# Hummingbird SI- non traditional use?



## ski (May 13, 2004)

I was thinking about the hum-SI and wondering if I could make a mobile unit to take down to the local dams, etc, to find out where the fish are and structure, etc. then I could mount on a boat if I ever get one. Think it could work? Small floating device with it mounted? Just a thought.
Ski


Posted using Outdoor Hub Campfire


----------



## leeabu (Apr 10, 2004)

This will work only if you have a way of rotating the transducer. There must be movement to scan and display objects.


----------



## MassillonBuckeye (May 3, 2010)

Google transducer Towfish. You'd need longer cables but you could mount the transducer to something you then sit out and drag across the water.. Or an RC boat? lol. The wireless technologies are coming along.. Not quite to where I'd need them for opt in but.. For simple depth or something you do do one of these.

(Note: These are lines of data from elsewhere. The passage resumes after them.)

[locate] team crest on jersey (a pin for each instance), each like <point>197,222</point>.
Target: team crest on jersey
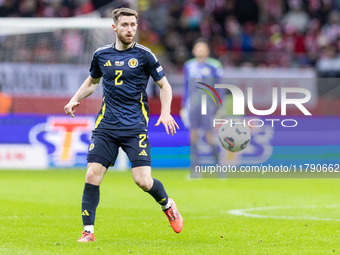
<point>91,147</point>
<point>133,63</point>
<point>119,63</point>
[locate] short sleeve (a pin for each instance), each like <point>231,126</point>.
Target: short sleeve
<point>95,71</point>
<point>153,68</point>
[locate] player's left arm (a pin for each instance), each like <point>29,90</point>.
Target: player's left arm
<point>166,98</point>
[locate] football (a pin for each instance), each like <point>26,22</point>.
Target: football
<point>234,136</point>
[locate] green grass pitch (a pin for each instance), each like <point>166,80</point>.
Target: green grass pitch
<point>40,214</point>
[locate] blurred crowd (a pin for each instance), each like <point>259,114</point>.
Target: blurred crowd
<point>275,33</point>
<point>279,33</point>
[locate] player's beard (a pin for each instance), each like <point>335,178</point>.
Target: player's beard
<point>124,39</point>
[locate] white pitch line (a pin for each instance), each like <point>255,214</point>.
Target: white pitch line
<point>245,212</point>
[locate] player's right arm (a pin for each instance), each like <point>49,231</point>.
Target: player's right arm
<point>86,89</point>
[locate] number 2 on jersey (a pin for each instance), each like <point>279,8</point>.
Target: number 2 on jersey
<point>118,73</point>
<point>142,138</point>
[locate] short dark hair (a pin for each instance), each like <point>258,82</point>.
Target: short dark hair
<point>116,13</point>
<point>201,40</point>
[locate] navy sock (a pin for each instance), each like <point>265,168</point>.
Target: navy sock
<point>158,192</point>
<point>89,203</point>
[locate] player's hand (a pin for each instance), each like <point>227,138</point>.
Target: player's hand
<point>168,122</point>
<point>69,108</point>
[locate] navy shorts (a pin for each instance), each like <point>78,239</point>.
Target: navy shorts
<point>105,144</point>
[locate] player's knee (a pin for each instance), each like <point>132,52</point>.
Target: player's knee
<point>144,183</point>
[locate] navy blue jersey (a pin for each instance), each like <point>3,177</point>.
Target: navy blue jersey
<point>125,75</point>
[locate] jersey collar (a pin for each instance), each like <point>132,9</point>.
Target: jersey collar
<point>132,45</point>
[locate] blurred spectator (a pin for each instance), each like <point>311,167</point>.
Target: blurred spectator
<point>296,18</point>
<point>261,32</point>
<point>5,102</point>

http://shop.vexilar.com/en/sonarphone-1


----------



## Fishingisfun (Jul 19, 2012)

ski said:


> I was thinking about the hum-SI and wondering if I could make a mobile unit to take down to the local dams, etc, to find out where the fish are and structure, etc. then I could mount on a boat if I ever get one. Think it could work? Small floating device with it mounted? Just a thought.
> Ski
> 
> 
> Posted using Outdoor Hub Campfire


Saw on the local news a short while back where a remote controlled boat was used to image a pond bottom to find a missing person in the Columbus area. The missing vehicle with driver was found. Answered questions for the family about their missing son. The technology was a fish finder on an RC boat which ran a grid on the water. I don't remember the details but it was wireless I believe. I think it was an HB unit. The ability to see bottom structure could be worth the effort and expense.


----------